Six architects run the firm, and work a 50-hour workweek, 50 weeks per year. They are assisted by six drafting

personnel and two secretaries, all of whom work a typical 40-hour workweek, 50 weeks per year. The firm must

decide how to target its promotional efforts so as to best use its resources during the coming year. Based on

previous experience, the firm expects that an average of 150 hours of architect and 100 hours of drafting time

will be required for each residential housing complex design, whereas commercial retail design will require an

average of 250 architect hours and 200 drafting hours. Fifty hours of secretarial time will also be required for

each architectural design.

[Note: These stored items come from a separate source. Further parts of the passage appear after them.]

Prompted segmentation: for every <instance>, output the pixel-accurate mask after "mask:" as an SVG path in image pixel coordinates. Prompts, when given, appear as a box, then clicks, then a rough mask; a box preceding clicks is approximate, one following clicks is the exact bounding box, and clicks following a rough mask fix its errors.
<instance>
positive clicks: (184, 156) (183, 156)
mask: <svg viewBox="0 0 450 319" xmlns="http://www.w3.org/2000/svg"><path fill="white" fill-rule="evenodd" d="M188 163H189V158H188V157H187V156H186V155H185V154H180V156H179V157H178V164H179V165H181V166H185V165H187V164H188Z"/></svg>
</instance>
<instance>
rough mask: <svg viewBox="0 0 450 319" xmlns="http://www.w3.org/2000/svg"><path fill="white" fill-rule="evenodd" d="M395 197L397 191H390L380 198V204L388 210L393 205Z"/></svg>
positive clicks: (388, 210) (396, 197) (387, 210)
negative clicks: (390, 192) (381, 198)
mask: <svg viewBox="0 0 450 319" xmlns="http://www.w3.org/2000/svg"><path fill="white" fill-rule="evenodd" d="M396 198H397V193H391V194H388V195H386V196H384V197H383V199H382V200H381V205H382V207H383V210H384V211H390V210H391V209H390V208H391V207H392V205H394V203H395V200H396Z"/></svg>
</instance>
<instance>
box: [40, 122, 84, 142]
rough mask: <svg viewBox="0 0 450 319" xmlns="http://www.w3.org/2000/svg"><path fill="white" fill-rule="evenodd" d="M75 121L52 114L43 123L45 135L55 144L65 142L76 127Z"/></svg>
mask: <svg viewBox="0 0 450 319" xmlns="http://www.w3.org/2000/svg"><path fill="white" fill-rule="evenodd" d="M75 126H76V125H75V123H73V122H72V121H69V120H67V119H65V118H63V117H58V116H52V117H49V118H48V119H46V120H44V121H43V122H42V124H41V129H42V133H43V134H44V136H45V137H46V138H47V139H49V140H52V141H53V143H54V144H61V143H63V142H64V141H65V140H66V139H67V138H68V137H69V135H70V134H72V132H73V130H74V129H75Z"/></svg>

In addition, variable computer and other processing costs are expected to average

$1,000 per residential design and $1,500 per commercial retail design.

A.

Set up the linear programming problem the firm would use to determine the profit-maximizing output levels for residential and

commercial designs. Show both the inequality and equality forms of the constraint conditions.

B.

Completely solve and interpret the solution values for the linear programming problem.

C.

Calculate maximum possible net profits per year for the firm assuming that architects draw a salary of $100,000 per year, drafting

personnel earn $65,000 per year, secretaries are paid $20 per hour, and fixed overhead (including promotion and other expenses)

averages $50,000.

D.

After considering the above data, one senior architect recommended reducing one drafting personnel to part-time status (adjusting

salary accordingly) while retaining the rest of the current staff full-time. What are net profits per year under this suggestion?